Anarchism's Last Stand

Published in BCNWEEK
Issue # 6
June 23 - 29, 2006

Hookers. Drugs. Dark alleyways glimmering with leftover rain. Slowly shifting shadows. Tight old streets with too much happening. A man walks by with a fresh black eye swelling up on his face. Maybe he’s been there. Another man passes, skinny and gaunt like characters in a Kirchner painting. Dark clothing, dirty skin, and sunken eyes stumbling past. Welcome to the dark side. Only a few steps from the junkies and it’s time to take a right. I've been told I can find who I’m looking for here. From the looks of things, they didn’t lie. Calle de Robadors must be named so for a reason. Empty pockets. Head up, eyes down. At number 25, the black sheep of the political world. Total darkness. The complete unknown. People that never got any mention in the textbooks. Not in guiriland at least. But I’m not in Kansas anymore.
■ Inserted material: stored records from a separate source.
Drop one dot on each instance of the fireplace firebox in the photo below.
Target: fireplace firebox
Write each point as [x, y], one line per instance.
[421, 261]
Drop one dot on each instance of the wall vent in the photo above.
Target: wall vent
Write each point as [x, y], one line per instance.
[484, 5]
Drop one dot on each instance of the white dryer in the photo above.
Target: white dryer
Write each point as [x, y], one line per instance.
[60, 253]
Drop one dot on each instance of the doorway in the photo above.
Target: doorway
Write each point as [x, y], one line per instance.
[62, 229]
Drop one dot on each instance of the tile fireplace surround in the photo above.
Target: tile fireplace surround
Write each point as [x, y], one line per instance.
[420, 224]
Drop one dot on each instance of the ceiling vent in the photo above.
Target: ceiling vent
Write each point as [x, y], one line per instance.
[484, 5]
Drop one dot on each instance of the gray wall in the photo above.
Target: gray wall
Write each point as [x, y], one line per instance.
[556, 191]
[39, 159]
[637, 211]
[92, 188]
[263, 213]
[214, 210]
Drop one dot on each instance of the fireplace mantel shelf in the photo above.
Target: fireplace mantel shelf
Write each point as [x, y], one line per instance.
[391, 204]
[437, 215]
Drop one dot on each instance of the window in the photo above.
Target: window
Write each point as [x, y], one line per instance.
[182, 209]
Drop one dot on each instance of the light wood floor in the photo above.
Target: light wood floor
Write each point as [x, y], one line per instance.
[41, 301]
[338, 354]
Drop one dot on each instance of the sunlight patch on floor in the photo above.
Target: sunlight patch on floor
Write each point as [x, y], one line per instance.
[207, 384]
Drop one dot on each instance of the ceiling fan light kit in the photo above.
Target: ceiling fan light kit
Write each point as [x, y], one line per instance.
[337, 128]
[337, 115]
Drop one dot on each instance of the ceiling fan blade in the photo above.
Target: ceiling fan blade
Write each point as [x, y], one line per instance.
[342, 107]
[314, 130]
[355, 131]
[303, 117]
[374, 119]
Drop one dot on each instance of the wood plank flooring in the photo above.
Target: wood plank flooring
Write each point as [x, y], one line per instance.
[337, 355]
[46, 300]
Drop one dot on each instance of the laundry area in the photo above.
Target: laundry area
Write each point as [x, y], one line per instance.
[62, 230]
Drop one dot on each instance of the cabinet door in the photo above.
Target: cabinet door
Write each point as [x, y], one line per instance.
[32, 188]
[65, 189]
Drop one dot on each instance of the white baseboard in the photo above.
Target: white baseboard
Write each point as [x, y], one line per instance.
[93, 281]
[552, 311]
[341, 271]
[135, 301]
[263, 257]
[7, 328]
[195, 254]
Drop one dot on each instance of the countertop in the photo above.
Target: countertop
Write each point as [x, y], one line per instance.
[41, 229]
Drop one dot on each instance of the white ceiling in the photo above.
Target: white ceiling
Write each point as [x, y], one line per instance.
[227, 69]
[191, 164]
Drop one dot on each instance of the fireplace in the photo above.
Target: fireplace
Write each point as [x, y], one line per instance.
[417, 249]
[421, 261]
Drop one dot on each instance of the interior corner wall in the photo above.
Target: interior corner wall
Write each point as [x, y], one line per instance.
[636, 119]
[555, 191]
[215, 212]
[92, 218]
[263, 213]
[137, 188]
I’m on the dark side of El Raval . . . hunting anarchists.

I’ve walked by buildings with the anarchist “A” spray-painted all over. They were the same buildings with the devastated entrances, broken windows, mutilated mannequins posed in balconies, skeletons hanging from walls. A friend said, “Okupas,” I drew a blank. The idea of Anarchism for me simply doesn’t wash. And after two years in the city, my idea isn’t much clearer. I’ve seen them, their dogs, their big boots, their mohawks. Who are these people? Hence the bar.
The metal grate is half down, covering everything save a sticker promising any fascists in the vicinity a pair of hostias. So much for nonviolence. I bend down to see a motley crew of hombres on a motley crew of sofas but when I knock on the dirty glass, they think I’m mistaken. Another knock gets me into a well-lit (what happened to the dark side?), crowded and dirty (that’s more like it) medium-sized room. There’s one table I expected to see; full of those big black boots, mohawks and shaved heads, black mesh shirts over black bras. Anarchist sexuality. Weird. But it turns out they occupy nothing. They pay rent. I feel cheated. The other tables are “normal.”
What’s the deal? This is the lightest “dark” place I’ve ever been. The street outside is more intimidating. Then I start to read the walls. They are enlightening. Posters, flyers, framed pictures, amateur art, and printouts are everywhere. Free wall space is covered with writing. The law is a spider-web that traps the flies and lets the birds pass through. The picture above the basic kitchen-counter-of-a-bar is of the Catalan police, Mossos d’Esquadra but the “M” has been changed to a “G” making them “Dogs d’Esquadra.” Up high near the ceiling: Prison is daily murder. Another poster speaks pure Anarchism, Better drugged than organized, and when you think about all the bad that’s been done thanks to consolidated power, it makes some sense. In the bathroom (which is not for the faint of heart) there is a keeper scrawled in permanent marker: If at any moment you find yourself on the side of the majority, it’s time to reflect.
At it’s worst this place is dim, not dark. It’s like a frat house with a political conscience and no elitism. It’s stimulating, borderline inspirational. But it ain’t clean. If you're a clean freak, this is one of the darker places you could go. But if you’re a liberal, transplanted guiri you’ll like it. But get your dark fix back in the street.